1. the foreigner has left a member state prior to the conclusion of proceedings being conducted there to determine competence or to examine an application for international protection and the circumstances of apprehension in the federal territory provide concrete indications that he or she does not intend to return to the competent member state in the foreseeable future,

2. the foreigner has already filed several asylum applications in other member states under the scope of Regulation (EU) No 604/2013 and has left the other member state without waiting for the outcome of the proceedings initiated there to determine competence or to examine the application for international protection.

The authority responsible for applying for detention for the purpose of transfer may detain a foreigner without a prior judicial order and place such foreigner in temporary custody, if

a) there is a strong suspicion that the conditions defined in sentence 1 or 2 apply,

b) it is not possible to obtain the judicial decision on the order for custody to secure transfer beforehand and

c) there is a well-founded suspicion that the foreigner intends to evade the order for detention for the purpose of transfer.

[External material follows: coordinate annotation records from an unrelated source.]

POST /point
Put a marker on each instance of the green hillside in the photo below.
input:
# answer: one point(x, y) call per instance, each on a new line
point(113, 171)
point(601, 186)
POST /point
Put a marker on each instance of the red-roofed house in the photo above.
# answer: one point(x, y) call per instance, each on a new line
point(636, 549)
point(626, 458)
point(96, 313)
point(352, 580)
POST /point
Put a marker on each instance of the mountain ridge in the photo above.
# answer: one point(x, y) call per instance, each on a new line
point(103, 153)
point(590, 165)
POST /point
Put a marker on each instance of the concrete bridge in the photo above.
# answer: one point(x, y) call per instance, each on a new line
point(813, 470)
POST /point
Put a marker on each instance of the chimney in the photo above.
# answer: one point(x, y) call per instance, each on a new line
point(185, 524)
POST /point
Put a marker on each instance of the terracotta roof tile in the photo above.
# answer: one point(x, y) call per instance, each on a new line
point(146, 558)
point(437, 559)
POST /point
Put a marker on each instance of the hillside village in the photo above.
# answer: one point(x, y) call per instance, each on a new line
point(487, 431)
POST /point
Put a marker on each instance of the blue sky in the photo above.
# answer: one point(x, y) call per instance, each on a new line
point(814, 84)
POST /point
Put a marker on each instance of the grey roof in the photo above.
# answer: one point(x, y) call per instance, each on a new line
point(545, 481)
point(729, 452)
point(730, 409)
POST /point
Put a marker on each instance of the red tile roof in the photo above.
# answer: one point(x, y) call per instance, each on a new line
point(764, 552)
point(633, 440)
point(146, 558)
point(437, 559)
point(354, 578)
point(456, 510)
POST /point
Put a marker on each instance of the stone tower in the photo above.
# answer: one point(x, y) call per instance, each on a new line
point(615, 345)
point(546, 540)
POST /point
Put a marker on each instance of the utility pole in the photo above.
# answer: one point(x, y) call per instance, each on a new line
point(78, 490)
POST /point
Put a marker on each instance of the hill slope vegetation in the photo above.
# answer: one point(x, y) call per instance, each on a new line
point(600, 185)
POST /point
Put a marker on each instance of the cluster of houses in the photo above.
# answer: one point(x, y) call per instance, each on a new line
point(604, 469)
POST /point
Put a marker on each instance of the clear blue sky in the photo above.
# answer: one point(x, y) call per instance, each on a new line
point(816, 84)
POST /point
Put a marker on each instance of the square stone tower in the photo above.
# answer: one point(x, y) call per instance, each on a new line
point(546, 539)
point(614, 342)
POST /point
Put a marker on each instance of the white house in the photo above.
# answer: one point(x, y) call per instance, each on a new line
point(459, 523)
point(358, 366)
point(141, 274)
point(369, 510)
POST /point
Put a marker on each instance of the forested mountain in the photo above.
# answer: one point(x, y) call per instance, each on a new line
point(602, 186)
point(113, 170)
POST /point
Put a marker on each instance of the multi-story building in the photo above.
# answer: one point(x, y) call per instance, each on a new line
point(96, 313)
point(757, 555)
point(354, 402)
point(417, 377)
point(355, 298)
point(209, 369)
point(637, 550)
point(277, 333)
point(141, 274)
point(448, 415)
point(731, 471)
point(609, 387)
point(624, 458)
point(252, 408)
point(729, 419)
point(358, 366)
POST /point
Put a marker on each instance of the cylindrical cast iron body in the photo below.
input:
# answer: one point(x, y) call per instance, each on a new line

The foreigner is to be brought before the court without delay for a decision on ordering detention for the purpose of transfer. The provisions of the Act on Proceedings in Family Matters and in Matters of Non-Contentious Jurisdiction (Gesetz über das Verfahren in Familiensachen und in den Angelegenheiten der freiwilligen Gerichtsbarkeit) applies accordingly to the procedure for ordering detention for the purpose of transfer in accordance with Regulation (EU) No 604/2013, unless the procedure is regulated in another manner under Regulation (EU) No 604/2013.